Other priorities: Improving public safety and protecting recreational amenities. She also wants to encourage more American Indians and women to run for local office.

Natives taking local offices in January include: Matt Jolibois, Turtle Mountain Band of Chippewa Indians, fourth term on the Fircrest City Council; Duane Johnson, Colville, first term on the Coulee Dam City Council; and Chris Roberts, Choctaw, second term on the Shoreline City Council. Cindy Webster-Martinson, Suquamish, joined the North Kitsap School Board in Poulsbo, west of Seattle, and is the first Native elected to that board.

Steve Oliver, Lummi, has served as Whatcom County treasurer since 2012; he’s a former Ferndale City Council member. Randy Scott, Tsimshian/Gitxsan, has served as mayor pro tem of Ocean Shores since 2012.

Murphy is an avid cyclist, hiker and skier. She has degrees in communications and public administration, and is assistant administrator of the Nooksack Tribe.
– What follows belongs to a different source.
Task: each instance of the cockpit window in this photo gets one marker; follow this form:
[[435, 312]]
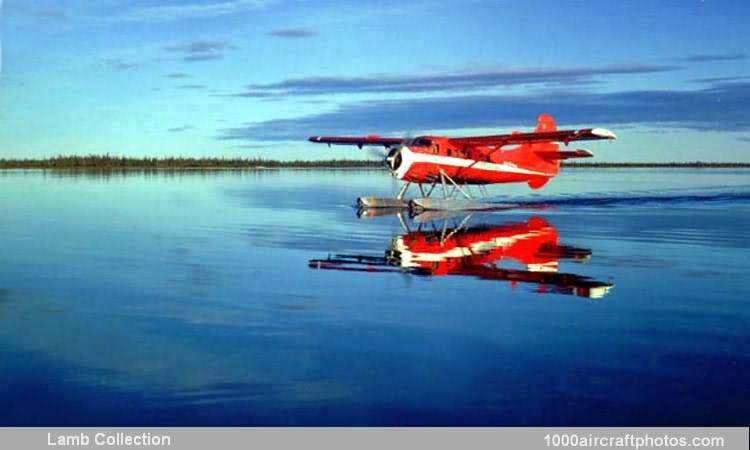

Previously, she lived in Tacoma, where she worked as communications specialist for the city. As a resident, she was active on the neighborhood level and ran unsuccessfully for the City Council. She was named Best City of Tacoma employee in 2008 by the Tacoma Weekly, and was profiled in the Tacoma Business Examiner’s 2008 “40 Under 40.″

After moving to Bellingham two years ago, she worked with her neighbors to improve public safety in their neighborhood. Neighbors began reporting crime and suspicious activity, cleaned up the street, and pushed the city to pick up abandoned vehicles.

“I'd love to bring this public safety focus to the entire Bellingham community,” she wrote during her campaign.